Caching
Dogpile: code and lock reading
The dogpile lives in the recompute path: the miss handler, the lock acquire, the TTL, the release. Read each snippet, find where the collision reopens or the lock deadlocks, and choose the fix a senior engineer would make first.
Practise reading coalescing and locking code the way you read it in an incident — trace the concurrent path, spot the missing timeout, the lost lease, or the unfenced write, and fix the mechanism, not the symptom.

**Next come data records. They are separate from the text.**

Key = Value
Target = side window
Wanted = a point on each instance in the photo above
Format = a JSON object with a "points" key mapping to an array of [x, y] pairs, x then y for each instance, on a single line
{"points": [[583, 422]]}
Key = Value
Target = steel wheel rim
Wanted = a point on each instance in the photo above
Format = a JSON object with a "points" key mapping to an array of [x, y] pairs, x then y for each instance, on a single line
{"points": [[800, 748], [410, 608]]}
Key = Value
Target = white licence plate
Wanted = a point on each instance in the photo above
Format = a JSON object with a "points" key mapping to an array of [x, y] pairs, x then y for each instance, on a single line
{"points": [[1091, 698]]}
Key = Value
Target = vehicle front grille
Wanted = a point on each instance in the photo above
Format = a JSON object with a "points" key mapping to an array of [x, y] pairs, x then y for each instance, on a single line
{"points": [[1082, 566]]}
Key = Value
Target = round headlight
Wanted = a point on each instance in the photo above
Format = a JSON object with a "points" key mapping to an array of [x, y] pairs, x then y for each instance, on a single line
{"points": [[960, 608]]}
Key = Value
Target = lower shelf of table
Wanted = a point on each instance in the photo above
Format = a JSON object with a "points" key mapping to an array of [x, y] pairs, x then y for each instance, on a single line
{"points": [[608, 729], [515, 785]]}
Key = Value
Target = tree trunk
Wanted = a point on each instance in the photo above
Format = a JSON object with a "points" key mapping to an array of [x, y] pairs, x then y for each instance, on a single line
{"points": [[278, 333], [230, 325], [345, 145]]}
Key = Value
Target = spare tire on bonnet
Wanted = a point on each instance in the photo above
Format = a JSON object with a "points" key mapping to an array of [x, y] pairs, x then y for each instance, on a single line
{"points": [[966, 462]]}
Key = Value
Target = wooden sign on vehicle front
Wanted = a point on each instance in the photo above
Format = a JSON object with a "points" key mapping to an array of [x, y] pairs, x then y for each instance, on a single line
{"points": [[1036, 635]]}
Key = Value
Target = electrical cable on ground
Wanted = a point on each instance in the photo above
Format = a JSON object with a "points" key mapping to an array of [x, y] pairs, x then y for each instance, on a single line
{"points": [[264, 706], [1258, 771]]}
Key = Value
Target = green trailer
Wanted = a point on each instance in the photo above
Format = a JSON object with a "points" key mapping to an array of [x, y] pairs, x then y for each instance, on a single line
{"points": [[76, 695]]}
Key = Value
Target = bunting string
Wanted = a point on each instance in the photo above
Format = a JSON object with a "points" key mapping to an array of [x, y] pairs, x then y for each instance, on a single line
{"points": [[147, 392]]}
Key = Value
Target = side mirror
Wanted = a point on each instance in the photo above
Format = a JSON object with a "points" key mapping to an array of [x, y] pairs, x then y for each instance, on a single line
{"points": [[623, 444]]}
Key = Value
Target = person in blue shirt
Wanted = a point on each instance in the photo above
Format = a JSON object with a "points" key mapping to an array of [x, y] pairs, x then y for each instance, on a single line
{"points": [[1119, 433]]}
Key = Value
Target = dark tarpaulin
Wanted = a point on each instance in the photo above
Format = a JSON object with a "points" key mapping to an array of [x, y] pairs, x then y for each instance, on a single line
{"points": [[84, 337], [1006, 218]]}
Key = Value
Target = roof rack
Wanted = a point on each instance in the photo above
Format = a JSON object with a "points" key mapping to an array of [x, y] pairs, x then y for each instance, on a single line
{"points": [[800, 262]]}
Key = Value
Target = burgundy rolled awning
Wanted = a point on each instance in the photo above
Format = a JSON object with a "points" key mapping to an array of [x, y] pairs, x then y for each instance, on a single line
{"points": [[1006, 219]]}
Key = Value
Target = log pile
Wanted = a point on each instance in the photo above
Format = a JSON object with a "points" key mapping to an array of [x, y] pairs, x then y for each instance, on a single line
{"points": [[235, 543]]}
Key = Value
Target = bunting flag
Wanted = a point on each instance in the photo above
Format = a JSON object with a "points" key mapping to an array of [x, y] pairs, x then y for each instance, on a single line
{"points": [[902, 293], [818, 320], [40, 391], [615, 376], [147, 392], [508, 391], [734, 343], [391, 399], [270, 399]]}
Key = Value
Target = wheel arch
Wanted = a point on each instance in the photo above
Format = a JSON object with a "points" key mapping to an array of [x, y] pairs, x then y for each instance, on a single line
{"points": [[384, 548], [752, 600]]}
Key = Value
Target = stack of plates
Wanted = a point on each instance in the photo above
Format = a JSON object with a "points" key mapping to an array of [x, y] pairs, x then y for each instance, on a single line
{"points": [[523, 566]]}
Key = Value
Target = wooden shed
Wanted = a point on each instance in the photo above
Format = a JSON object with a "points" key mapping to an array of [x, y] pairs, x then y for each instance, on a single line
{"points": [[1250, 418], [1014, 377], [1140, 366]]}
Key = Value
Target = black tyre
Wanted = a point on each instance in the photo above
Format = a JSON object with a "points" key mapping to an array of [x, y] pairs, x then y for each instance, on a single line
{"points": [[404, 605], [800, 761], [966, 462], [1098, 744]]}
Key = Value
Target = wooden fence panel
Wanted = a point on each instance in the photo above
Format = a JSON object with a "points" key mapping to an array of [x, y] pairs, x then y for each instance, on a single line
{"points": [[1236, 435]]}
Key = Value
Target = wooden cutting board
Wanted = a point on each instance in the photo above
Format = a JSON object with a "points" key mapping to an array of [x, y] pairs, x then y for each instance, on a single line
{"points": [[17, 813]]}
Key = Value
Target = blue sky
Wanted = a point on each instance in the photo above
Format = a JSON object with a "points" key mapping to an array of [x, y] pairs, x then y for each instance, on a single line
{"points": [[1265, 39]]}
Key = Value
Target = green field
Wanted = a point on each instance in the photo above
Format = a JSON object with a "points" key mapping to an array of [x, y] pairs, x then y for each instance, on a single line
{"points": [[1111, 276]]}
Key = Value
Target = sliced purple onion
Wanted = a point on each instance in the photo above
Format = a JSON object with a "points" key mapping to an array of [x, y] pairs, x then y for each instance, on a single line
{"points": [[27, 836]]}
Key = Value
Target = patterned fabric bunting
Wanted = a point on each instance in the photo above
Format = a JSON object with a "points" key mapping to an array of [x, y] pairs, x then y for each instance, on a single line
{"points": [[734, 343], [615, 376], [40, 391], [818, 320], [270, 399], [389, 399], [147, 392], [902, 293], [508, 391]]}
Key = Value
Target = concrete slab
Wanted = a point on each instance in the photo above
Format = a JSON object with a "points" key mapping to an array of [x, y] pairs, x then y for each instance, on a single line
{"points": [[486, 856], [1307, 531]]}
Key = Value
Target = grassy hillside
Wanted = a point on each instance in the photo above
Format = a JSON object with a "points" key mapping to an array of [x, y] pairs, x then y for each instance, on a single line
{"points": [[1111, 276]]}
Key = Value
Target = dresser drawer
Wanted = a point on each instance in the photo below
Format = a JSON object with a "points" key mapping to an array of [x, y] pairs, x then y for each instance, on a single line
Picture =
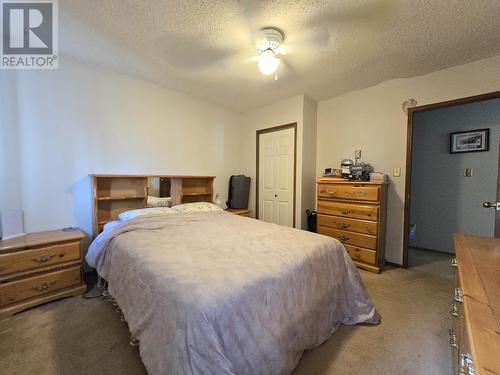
{"points": [[44, 284], [355, 192], [26, 260], [362, 255], [357, 211], [350, 238], [352, 225]]}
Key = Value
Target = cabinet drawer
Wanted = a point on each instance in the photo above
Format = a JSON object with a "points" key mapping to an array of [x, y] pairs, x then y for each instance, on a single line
{"points": [[355, 192], [362, 255], [351, 238], [44, 284], [357, 211], [352, 225], [26, 260]]}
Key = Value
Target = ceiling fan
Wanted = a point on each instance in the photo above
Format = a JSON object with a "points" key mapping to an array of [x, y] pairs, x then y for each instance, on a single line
{"points": [[269, 48]]}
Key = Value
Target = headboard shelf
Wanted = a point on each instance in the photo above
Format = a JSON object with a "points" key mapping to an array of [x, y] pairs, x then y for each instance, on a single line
{"points": [[114, 194]]}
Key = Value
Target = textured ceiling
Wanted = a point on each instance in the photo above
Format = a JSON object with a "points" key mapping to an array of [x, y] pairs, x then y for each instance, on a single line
{"points": [[204, 48]]}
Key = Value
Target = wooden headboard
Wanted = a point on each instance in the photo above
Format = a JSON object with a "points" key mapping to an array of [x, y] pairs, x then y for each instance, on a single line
{"points": [[114, 194]]}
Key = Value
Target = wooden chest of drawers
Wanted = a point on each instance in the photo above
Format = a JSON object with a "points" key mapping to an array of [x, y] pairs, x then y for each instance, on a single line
{"points": [[475, 310], [354, 212], [39, 267]]}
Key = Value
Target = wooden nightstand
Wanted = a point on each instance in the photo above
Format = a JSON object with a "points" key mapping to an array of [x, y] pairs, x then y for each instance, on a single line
{"points": [[39, 267], [239, 211]]}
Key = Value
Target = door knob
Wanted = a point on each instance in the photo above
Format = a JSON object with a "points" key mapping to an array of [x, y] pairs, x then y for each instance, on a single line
{"points": [[495, 205]]}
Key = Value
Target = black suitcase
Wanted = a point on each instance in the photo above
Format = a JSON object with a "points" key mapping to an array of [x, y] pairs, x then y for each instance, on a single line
{"points": [[239, 188]]}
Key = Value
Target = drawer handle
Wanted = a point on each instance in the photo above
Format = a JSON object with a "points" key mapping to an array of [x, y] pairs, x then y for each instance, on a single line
{"points": [[328, 191], [453, 339], [467, 364], [44, 258], [454, 310], [44, 286]]}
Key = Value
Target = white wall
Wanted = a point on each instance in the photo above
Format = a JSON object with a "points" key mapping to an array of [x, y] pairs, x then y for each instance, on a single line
{"points": [[372, 120], [309, 158], [443, 200], [10, 194], [61, 125]]}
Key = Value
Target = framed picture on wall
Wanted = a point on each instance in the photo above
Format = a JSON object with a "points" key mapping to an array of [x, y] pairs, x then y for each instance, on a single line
{"points": [[470, 141]]}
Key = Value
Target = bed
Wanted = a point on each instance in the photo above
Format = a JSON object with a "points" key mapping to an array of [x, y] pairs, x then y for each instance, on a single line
{"points": [[217, 293]]}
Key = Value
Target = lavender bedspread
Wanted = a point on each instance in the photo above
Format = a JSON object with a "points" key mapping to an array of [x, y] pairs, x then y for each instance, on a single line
{"points": [[216, 293]]}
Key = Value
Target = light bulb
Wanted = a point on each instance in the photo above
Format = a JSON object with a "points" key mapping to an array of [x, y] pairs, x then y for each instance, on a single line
{"points": [[268, 64]]}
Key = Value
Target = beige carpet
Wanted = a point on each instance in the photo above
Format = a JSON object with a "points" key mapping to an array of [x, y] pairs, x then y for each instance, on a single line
{"points": [[76, 336]]}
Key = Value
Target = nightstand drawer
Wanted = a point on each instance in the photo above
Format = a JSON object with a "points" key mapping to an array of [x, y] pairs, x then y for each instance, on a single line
{"points": [[362, 255], [351, 238], [354, 192], [353, 225], [31, 259], [31, 287]]}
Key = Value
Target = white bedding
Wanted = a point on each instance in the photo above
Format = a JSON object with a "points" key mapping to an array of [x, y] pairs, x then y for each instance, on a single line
{"points": [[216, 293]]}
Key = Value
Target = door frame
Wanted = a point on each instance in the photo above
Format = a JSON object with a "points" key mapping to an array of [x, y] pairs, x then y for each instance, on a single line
{"points": [[272, 130], [409, 150]]}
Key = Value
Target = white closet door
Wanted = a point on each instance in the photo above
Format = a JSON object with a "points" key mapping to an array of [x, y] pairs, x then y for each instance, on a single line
{"points": [[276, 170]]}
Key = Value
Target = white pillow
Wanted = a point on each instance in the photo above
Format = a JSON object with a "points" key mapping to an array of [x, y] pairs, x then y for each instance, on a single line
{"points": [[127, 215], [159, 202], [197, 207]]}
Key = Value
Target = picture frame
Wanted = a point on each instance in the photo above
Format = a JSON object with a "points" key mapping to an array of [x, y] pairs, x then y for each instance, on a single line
{"points": [[477, 140]]}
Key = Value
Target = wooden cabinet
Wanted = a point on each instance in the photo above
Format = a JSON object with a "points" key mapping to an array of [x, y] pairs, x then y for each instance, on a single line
{"points": [[39, 267], [239, 211], [354, 212], [114, 194], [475, 309], [187, 189]]}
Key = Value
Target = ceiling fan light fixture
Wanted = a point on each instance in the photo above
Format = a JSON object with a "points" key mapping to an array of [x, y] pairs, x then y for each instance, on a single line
{"points": [[269, 49], [268, 63]]}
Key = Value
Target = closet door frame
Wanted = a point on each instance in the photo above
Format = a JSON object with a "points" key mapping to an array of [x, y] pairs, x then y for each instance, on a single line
{"points": [[271, 130]]}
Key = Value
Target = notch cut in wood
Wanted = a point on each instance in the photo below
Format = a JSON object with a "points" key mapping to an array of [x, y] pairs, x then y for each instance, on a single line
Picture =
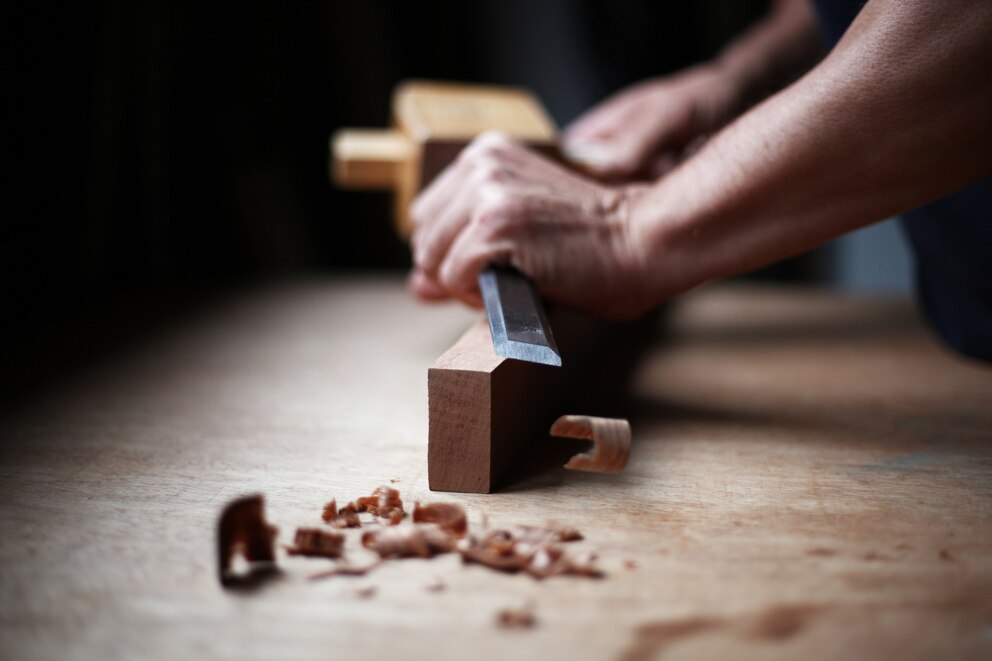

Snippet 1 — the local single-flight
var group singleflight.Group
func getFeed(ctx context.Context, key string) ([]byte, error) {
if v, ok := cache.Get(key); ok {
return v, nil
}
// coalesce concurrent misses for this key onto one recompute
v, err, _ := group.Do(key, func() (any, error) {
out, err := recomputeFeed(ctx) // 200ms DB aggregation
if err != nil {
return nil, err
}
cache.Set(key, out, 5*time.Minute)
return out, nil
})
if err != nil {
return nil, err
}
return v.([]byte), nil
}
This runs on 20 instances behind a load balancer. How many DB recomputes fire per expiry instant, and what is the highest-leverage change to reach one?
Snippet 2 — the distributed lock with no TTL
func getFeedLocked(ctx context.Context, key string) ([]byte, error) {
if v, ok := cache.Get(key); ok {
return v, nil
}
lockKey := "lock:" + key
// acquire: SET lock:key <token> NX (NO expiry argument)
ok, _ := rdb.SetNX(ctx, lockKey, token, 0).Result()
if !ok {
time.Sleep(50 * time.Millisecond) // someone else recomputes
return getFeedLocked(ctx, key) // retry the read
}
defer rdb.Del(ctx, lockKey) // release on return
out, err := recomputeFeed(ctx)
if err != nil {
return nil, err
}
cache.Set(key, out, 5*time.Minute)
return out, nil
}
The SetNX uses expiry 0 (no TTL); release is via defer Del. What is the production failure, and the fix?
Snippet 3 — the fixed TTL that is too short for the tail
const lockTTL = 5 * time.Second // recompute p50 ~2s, p99 ~25s
func recomputeUnderLock(ctx context.Context, key, token string) error {
ok, _ := rdb.SetNX(ctx, "lock:"+key, token, lockTTL).Result()
if !ok {
return errLockHeld // caller serves stale and retries later
}
out, err := recomputeFeed(ctx) // can take up to 25s on a cold shard
if err != nil {
return err
}
// lock may already have expired here on a slow recompute
cache.Set(key, out, 5*time.Minute)
rdb.Del(ctx, "lock:"+key) // unconditional delete
return nil
}
With a 5s lock TTL and a 25s p99 recompute, name both bugs and the principled fix.
Snippet 4 — the lease-renewing holder
func recomputeWithLease(ctx context.Context, key, token string) error {
if ok, _ := rdb.SetNX(ctx, "lock:"+key, token, 10*time.Second).Result(); !ok {
return errLockHeld
}
// heartbeat: re-extend the lease every 3s while we work
stop := make(chan struct{})
go func() {
t := time.NewTicker(3 * time.Second)
defer t.Stop()
for {
select {
case <-stop:
return
case <-t.C:
// PEXPIRE lock:key 10000 if token still ours
renewIfOwner(ctx, "lock:"+key, token, 10*time.Second)
}
}
}()
out, err := recomputeFeed(ctx)
close(stop)
if err != nil {
return err
}
cache.Set(key, out, 5*time.Minute)
releaseIfOwner(ctx, "lock:"+key, token) // CAS delete
return nil
}
The lease renews every 3s with a 10s TTL and releases via CAS-on-token. A long stop-the-world GC pause (≥10s) hits this worker mid-recompute. What can still go wrong, and what guards against it?
Every dogpile fix is read in the lock path. Local single-flight caps recomputes at the instance count, not one — a distributed lock is what coordinates the fleet. A lock with no TTL deadlocks every reader if the holder dies, so always SET NX PX. A fixed TTL shorter than the worst-case recompute reopens the herd and risks deleting someone else’s lock, so renew the lease on a heartbeat and release conditionally on your token. And even a renewed lease can lapse under a long STW pause or partition, so fence the write with a monotonic token (or a versioned CAS) to stop a resumed holder from overwriting fresh data. Fix the lock lifecycle, then re-test under a slow-recompute and a pause-injection scenario.